In the House Judiciary Committee, I’ve pushed forward anti-trust legislation to promote competition and innovation within the prescription drug industry, prevent price-gouging and make life-saving medicines more affordable.

The House passed the Lower Drug Costs Now Act, which would help level the playing field for American patients and taxpayers – but, predictably, the bill was filibustered and died in the Senate.

Medicare should be allowed to negotiate

Now, Congress has the opportunity to do something bigger to deliver a fair bargain for Arizonans by allowing Medicare to use its immense clout to negotiate lower prices on life-saving prescription drugs.

It’s a commonsense solution that was supported by the late Sen. John McCain and was one of the cornerstones of President Joe Biden’s Build Back Better agenda before Senate negotiators stripped it out.

Negotiating drug prices – and extending those savings across our health care system – makes sense. It will lower prices for private insurers and employer health care for companies large and small, and according to the nonpartisan Congressional Budget Office, Arizonans could see a savings by more than 50% on some medications.

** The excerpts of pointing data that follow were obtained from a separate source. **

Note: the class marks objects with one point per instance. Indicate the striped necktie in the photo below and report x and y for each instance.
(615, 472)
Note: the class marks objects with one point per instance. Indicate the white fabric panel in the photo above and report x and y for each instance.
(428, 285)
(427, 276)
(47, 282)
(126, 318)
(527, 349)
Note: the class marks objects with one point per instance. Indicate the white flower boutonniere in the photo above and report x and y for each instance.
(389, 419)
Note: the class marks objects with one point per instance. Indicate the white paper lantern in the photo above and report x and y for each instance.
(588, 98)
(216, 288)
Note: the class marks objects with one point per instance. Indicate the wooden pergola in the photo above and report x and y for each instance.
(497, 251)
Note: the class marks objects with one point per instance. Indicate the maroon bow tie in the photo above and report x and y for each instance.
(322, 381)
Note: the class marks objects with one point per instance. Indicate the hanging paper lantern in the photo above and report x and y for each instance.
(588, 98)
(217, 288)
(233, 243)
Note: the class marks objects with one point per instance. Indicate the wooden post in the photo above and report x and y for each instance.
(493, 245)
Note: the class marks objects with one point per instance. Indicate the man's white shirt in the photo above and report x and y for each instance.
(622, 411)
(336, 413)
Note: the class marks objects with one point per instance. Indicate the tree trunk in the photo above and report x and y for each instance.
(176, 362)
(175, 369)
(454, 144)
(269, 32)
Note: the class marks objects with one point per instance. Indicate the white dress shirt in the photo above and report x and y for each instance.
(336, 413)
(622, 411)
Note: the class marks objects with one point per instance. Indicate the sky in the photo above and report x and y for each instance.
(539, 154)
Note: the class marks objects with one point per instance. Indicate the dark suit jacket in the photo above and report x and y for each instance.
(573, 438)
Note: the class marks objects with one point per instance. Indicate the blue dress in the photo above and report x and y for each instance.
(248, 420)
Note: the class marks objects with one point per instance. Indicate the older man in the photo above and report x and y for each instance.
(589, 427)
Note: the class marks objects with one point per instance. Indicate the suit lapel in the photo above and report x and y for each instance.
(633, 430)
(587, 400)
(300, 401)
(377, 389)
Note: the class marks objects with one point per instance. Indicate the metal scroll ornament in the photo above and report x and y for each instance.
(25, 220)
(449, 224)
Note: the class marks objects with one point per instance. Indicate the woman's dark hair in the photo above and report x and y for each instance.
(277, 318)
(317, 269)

For those concerned about our nation’s budget, consider this: The plan would cut federal spending by $456 billion and increase revenues by $45 billion over the next decade.

It's time to change this rigged system

Here in Arizona, we pay three, four and sometimes 10 times more for lifesaving prescription drugs compared to other developed countries. From 2007 to 2018, drug companies increased list prices on prescription drugs by 160%.

And just last year, the top five Big Pharma companies made a combined $51 billion in profit.

It’s not too late to get it right and for us to finally change this rigged system.

It’s time for everyone in Congress, especially those who represent Arizona, to look in the mirror and think about who they’re really serving.

We owe it to families going through tough times, those forced to make the impossible choices – families just like mine – to do what’s right.

Greg Stanton is a United States congressman representing Arizona's 9th Congressional District, which includes all of Tempe and parts of Phoenix, Scottsdale, Mesa and Chandler.